The bias-corrected eigenvector approach builds on the idea that if one or more of the predictive models yield biased predictions,
the accuracy of the standard eigenvector approach can be improved by eliminating the bias. The optimization procedure to
obtain combination weights coincides with the standard eigenvector approach, except
that it is applied to the centered MSPE matrix after extracting the bias (by subtracting the column means of the MSPE).The combination weights are calculated as:
$$\mathbf{w}^{EIG2} = \frac{1}{\tilde{d}_l} \tilde{\mathbf{w}}^l$$
where $\tilde{d}_j$ and $\tilde{w}^j$ are defined analogously to $d_j$ and $w^j$
in the standard eigenvector approach, with the only difference that they correspond to the spectral decomposition of the
centered MSPE matrix rather than the uncentered one.
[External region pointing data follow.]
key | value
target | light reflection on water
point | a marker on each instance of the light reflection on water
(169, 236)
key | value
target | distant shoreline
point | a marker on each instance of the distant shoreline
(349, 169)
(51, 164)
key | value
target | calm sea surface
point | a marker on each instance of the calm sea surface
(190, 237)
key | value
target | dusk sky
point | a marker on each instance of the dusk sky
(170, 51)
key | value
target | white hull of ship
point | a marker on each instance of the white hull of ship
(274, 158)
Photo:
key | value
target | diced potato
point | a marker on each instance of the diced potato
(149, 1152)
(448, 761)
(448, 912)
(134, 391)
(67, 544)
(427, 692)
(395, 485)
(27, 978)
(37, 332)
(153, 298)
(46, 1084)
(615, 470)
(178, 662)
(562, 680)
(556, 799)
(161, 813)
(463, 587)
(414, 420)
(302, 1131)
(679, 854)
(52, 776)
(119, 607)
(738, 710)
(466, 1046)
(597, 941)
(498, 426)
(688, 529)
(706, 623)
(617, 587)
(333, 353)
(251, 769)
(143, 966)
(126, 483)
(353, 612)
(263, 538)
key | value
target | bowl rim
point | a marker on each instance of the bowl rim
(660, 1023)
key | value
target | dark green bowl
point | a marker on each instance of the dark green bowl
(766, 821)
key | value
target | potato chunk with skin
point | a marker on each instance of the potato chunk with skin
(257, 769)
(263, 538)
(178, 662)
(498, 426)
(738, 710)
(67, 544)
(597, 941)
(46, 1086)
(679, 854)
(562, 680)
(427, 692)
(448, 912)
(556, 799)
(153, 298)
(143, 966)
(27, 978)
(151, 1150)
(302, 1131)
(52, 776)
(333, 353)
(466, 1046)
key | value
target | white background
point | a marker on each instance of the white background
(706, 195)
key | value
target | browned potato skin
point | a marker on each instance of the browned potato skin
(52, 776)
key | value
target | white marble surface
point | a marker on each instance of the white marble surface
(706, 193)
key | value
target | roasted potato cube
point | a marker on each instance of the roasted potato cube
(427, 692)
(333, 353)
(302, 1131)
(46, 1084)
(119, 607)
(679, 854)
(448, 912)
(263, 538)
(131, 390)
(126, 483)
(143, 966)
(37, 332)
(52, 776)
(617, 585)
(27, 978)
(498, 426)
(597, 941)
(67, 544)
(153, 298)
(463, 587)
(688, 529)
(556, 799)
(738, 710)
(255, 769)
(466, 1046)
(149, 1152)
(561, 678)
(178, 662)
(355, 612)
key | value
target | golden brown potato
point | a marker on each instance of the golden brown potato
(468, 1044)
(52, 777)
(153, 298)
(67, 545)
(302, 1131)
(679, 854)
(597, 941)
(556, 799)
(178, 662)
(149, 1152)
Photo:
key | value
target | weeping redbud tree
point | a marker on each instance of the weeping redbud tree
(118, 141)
The combined forecast is then obtained by:
$$\hat{y}_t = a + {\mathbf{f}_t}'\mathbf{w}^{EIG2}$$
where $a = E(y_t) - E(f_t)'w$ is the intercept for bias correction. If the actual
series and the forecasts are stationary, the expectations can be approximated by the time series means, i.e. the intercept is obtained
by subtracting the weighted sum of column means of the MSPE matrix from the mean of the actual series. Forecast combination methods
including intercepts therefore usually require stationarity.